Staff Spotlight: Julius Moyo


Julius Moyo - CAPA Program Manager. Julius Moyo earned his Bachelor of Science in Communication from Boston University, and he joined the team of Program Managers at CAPA’s Boston office in August 2012. His interest in international education is motivated greatly by his own experience travelling to various corners of the globe as a child. His favorite thing to do in a foreign city is to experience the public transportation system, and he continues to collect transit maps from the various cities he’s visited. During his time at Boston University, Julius directed enrollment services and clientele outreach for the largest student-run after school program in Boston. He also greatly enjoyed advising first year students, and looks forward to assisting students through the pre-departure services team here at CAPA.

Did you study or intern abroad? If so, where and what inspired you to go?

Julius: I did not intern or study abroad, and it is one of my biggest regrets about my time as an undergraduate. I attended a university that championed its study abroad opportunities: most of my peers spent multiple terms abroad. Between on-campus jobs, leadership positions I enjoyed holding and coursework for my minor, my only option was to consider a Summer abroad. At the time, I didn’t realize how many different ways I could financially incorporate a Summer term abroad into my undergraduate experience – which ended up being one of the main reasons I didn’t end up spending a term abroad.

What aspect of working at CAPA inspires you the most?

Julius: During my time at CAPA, I have had multiple opportunities to advise students whose semester abroad would be their first time out of the country (and sometimes out of state). Watching each student navigate his or her own fears, anxieties, challenges and successes in a unique way is exciting to watch. In part, I attribute the supportive community CAPA provides through its experienced staff and engaging academic and cultural programming to these student successes.
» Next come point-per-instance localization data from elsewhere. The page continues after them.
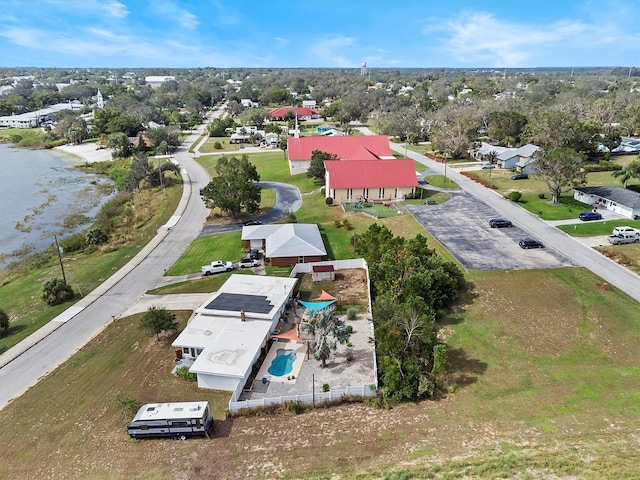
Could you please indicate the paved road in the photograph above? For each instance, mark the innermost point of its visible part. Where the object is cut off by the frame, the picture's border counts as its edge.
(566, 246)
(288, 199)
(25, 364)
(461, 225)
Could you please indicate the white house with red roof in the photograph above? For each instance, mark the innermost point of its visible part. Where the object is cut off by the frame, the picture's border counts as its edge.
(303, 113)
(369, 147)
(373, 180)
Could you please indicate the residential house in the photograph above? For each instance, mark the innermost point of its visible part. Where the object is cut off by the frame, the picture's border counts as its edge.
(369, 180)
(368, 147)
(37, 117)
(620, 200)
(302, 113)
(226, 336)
(522, 155)
(286, 244)
(156, 80)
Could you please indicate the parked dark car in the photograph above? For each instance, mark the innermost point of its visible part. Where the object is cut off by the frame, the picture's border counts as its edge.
(519, 176)
(587, 216)
(248, 263)
(500, 223)
(529, 242)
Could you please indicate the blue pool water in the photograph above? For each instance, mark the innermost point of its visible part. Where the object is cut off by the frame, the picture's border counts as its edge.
(282, 364)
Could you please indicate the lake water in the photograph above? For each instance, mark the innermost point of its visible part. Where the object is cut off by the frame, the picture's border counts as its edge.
(39, 189)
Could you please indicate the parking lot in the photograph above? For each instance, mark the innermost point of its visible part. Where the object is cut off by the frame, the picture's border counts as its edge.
(462, 225)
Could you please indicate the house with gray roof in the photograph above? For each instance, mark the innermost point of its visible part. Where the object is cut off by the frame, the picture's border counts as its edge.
(286, 244)
(509, 158)
(620, 200)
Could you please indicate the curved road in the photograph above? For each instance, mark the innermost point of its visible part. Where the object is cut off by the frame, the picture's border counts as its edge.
(38, 355)
(614, 274)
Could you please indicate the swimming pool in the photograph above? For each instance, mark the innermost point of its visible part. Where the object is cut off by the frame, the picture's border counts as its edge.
(282, 363)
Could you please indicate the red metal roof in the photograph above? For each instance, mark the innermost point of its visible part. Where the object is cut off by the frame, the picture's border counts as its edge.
(346, 148)
(371, 174)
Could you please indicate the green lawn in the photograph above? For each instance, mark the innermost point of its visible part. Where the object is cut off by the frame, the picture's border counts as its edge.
(440, 181)
(553, 392)
(206, 249)
(20, 286)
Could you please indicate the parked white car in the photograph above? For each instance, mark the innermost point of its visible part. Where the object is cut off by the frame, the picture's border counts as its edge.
(216, 267)
(624, 238)
(624, 229)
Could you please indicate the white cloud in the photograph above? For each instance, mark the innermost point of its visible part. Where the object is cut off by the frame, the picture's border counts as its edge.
(329, 52)
(174, 13)
(481, 39)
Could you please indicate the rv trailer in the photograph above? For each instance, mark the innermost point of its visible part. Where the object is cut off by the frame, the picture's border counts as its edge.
(171, 420)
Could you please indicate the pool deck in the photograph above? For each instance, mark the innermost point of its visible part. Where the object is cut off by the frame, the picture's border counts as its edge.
(339, 373)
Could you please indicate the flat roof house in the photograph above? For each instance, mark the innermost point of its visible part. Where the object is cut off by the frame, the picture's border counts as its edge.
(229, 330)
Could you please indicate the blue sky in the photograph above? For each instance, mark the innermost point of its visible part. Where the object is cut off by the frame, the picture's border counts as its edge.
(319, 33)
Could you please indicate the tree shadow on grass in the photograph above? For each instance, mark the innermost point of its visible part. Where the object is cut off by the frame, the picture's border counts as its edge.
(464, 371)
(455, 314)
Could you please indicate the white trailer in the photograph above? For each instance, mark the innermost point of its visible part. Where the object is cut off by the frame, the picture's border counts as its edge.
(171, 420)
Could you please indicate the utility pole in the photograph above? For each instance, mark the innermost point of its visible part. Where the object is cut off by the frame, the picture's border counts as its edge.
(59, 250)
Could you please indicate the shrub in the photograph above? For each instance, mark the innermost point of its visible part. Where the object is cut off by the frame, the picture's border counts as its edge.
(515, 196)
(73, 243)
(4, 323)
(184, 373)
(55, 291)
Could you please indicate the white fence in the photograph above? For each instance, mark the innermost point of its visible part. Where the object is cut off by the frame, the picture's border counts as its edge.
(368, 390)
(307, 398)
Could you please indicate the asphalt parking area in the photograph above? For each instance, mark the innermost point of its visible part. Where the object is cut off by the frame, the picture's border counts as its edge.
(462, 225)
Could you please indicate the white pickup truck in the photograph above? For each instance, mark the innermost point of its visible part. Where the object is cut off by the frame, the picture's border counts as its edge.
(624, 238)
(216, 267)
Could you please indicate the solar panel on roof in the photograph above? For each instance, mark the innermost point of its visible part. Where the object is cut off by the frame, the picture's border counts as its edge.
(235, 302)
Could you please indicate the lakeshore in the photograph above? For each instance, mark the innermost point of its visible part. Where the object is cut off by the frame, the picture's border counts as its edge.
(44, 195)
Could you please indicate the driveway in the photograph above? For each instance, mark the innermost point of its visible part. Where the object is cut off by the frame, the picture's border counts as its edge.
(288, 199)
(462, 225)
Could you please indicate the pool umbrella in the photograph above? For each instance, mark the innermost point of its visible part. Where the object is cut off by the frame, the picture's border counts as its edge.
(324, 296)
How do you see the field of international education changing over the next 10 years?

Julius: I certainly foresee many variants of the International Education experience eventually becoming hallmarks of the undergraduate curriculum here in the United States. The opportunities to broaden one’s sociological perspective, witness – and contribute to - globalization first hand, as well as to fully immerse themselves in a holistic personal growth experience are endless, and I feel that employers, campus administrators and parents (oftentimes the financiers) are beginning to embrace this more commonly.
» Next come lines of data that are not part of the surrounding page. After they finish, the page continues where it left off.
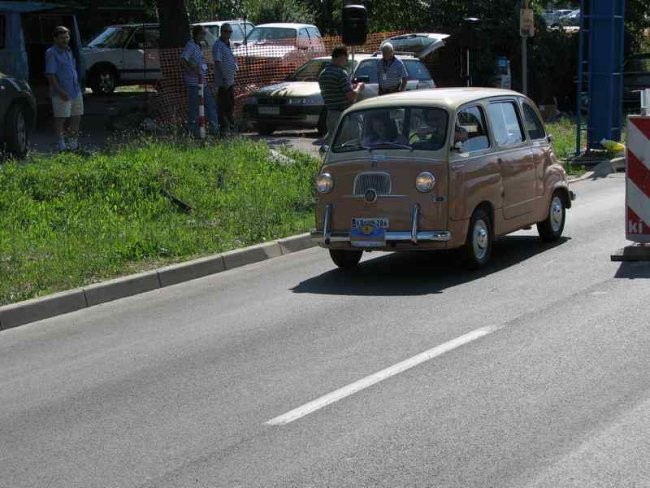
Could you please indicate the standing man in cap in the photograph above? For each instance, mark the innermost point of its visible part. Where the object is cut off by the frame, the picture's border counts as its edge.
(392, 72)
(67, 99)
(195, 70)
(337, 90)
(225, 67)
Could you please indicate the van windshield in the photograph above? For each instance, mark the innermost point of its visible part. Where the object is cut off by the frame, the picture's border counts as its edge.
(112, 37)
(413, 128)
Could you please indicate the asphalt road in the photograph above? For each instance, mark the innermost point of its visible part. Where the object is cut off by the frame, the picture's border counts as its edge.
(534, 373)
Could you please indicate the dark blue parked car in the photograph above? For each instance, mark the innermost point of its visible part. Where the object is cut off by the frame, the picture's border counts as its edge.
(17, 115)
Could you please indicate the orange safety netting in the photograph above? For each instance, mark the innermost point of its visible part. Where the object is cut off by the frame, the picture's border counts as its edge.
(259, 65)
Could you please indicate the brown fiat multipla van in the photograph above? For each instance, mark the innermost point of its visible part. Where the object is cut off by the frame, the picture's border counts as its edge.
(438, 169)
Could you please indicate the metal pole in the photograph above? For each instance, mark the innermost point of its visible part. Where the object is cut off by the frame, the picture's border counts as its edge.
(524, 57)
(524, 65)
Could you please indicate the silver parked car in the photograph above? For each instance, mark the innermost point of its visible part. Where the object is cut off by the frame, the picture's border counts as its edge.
(17, 114)
(297, 102)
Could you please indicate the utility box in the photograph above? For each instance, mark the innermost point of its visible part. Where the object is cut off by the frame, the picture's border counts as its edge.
(504, 75)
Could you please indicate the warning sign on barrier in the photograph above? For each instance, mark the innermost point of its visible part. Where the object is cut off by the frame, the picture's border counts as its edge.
(637, 190)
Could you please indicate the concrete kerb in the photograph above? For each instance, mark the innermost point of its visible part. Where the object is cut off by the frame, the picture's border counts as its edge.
(21, 313)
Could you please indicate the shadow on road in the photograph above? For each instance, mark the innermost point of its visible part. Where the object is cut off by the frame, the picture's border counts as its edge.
(420, 273)
(633, 270)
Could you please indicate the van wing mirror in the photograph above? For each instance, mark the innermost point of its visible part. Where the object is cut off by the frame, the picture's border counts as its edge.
(458, 146)
(361, 79)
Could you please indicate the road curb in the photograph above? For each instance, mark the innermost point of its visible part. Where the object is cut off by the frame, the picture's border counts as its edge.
(16, 314)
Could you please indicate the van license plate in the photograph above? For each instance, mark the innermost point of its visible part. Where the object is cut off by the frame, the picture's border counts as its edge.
(368, 232)
(269, 110)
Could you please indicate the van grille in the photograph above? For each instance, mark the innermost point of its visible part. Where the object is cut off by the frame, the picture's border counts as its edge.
(380, 182)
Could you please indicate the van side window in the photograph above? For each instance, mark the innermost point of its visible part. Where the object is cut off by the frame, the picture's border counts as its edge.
(534, 126)
(237, 33)
(2, 31)
(505, 123)
(471, 121)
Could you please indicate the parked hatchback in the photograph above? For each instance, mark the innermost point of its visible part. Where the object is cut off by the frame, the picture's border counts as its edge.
(17, 115)
(288, 44)
(438, 169)
(297, 102)
(125, 54)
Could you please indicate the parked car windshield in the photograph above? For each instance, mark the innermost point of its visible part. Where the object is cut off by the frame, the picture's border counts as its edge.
(111, 37)
(311, 69)
(421, 128)
(262, 34)
(416, 70)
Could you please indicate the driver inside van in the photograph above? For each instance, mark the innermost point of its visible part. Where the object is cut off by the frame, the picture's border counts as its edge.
(432, 129)
(381, 129)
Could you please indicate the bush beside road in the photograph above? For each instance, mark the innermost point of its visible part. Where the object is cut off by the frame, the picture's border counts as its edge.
(70, 220)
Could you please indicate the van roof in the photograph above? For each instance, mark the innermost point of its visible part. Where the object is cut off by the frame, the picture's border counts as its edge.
(446, 97)
(28, 7)
(287, 25)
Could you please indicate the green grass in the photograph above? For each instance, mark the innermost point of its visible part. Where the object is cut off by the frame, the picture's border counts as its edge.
(71, 220)
(564, 143)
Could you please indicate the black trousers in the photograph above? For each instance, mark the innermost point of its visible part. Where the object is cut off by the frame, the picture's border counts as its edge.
(226, 107)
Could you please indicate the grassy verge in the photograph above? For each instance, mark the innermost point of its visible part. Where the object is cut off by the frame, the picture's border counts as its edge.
(564, 143)
(71, 220)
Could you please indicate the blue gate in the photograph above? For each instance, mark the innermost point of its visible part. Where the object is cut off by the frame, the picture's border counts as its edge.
(601, 37)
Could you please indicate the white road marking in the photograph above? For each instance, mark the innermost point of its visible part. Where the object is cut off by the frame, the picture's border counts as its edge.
(368, 381)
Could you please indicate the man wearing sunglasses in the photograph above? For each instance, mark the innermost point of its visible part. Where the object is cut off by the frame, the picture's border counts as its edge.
(225, 67)
(67, 99)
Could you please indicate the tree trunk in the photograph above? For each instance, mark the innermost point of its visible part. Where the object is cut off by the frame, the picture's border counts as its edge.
(174, 23)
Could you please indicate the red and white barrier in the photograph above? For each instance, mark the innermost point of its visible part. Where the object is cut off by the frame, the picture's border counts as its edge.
(637, 189)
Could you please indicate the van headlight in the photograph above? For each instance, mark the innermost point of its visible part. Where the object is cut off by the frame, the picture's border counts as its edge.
(304, 101)
(425, 181)
(324, 183)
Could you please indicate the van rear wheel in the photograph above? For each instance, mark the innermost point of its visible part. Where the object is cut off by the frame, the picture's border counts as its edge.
(345, 259)
(103, 80)
(17, 131)
(550, 229)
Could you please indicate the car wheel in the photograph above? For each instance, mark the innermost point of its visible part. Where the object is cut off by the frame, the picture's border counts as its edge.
(322, 123)
(550, 229)
(17, 130)
(265, 129)
(345, 259)
(478, 245)
(102, 80)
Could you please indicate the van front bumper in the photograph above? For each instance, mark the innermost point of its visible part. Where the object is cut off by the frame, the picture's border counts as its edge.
(326, 236)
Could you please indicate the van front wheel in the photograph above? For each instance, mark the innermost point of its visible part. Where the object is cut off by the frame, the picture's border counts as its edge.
(478, 245)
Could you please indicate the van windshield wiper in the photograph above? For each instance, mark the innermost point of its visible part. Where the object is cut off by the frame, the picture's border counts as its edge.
(390, 144)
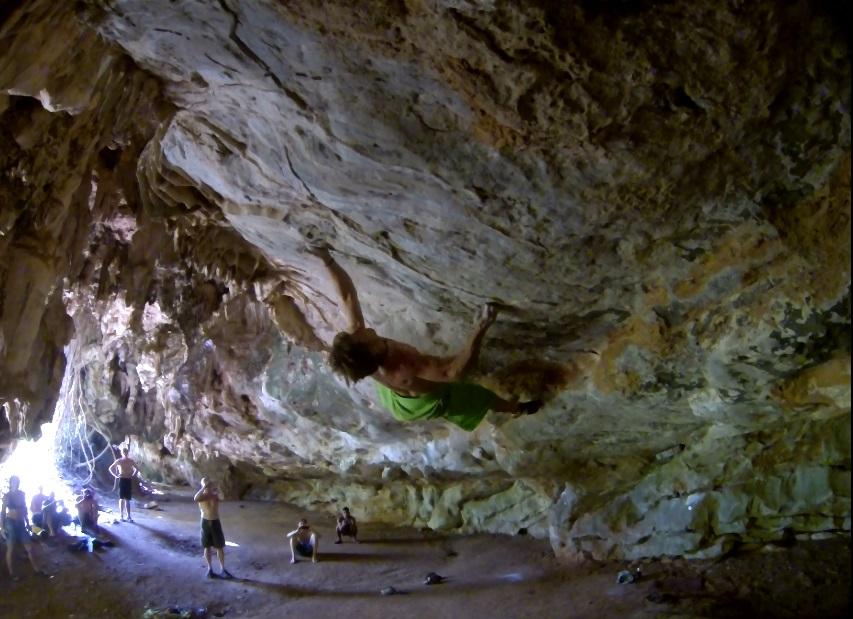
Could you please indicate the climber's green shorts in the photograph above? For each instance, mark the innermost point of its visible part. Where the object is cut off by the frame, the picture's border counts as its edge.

If you had to choose one, what destination would you recommend to prospective students? Why?

Julius: While I generally assert that each CAPA location presents itself as an ideal urban classroom to any student dependent upon what he or she seeks from the experience, I thoroughly enjoy advising students on the CAPA Beijing Program. Here lies an opportunity for any US student to experience one of the most historically impactful economic, cultural and political landscapes in the world. Students on the program live in an international student dormitory at one of Beijing’s most well known institutions: I feel that this residential opportunity presents itself as a truly dynamic cultural (and social) opportunity for many of our students.

What is one piece of advice you would offer someone considering going abroad?

Julius: As a Program Manager, I work with students through their pre-departure process. I think the one thing many students wish they did was begin planning earlier for their term abroad. Conversations with your family, academic advisors, financial assistance office advisors and your study abroad office can really be pivotal in shaping your experience. Something as simple as applying for a passport can end up costing more money (and stress) than necessary when done at the last minute as you prepare to embark on your journey.

Any tips for first time travelers?

Julius: My number one tip for a first time traveler is to never let a bad day or a bad experience ruin your trip. It’s all about the journey, after all; and sometimes, this will include rude people, bad luck, a tough case of culture shock or even just a runny nose. It’s important to grow from any setbacks or discouraging moments, and remember to laugh them off while you enjoy all the seemingly meaningless (and sometimes indescribably life-changing) moments during your time abroad!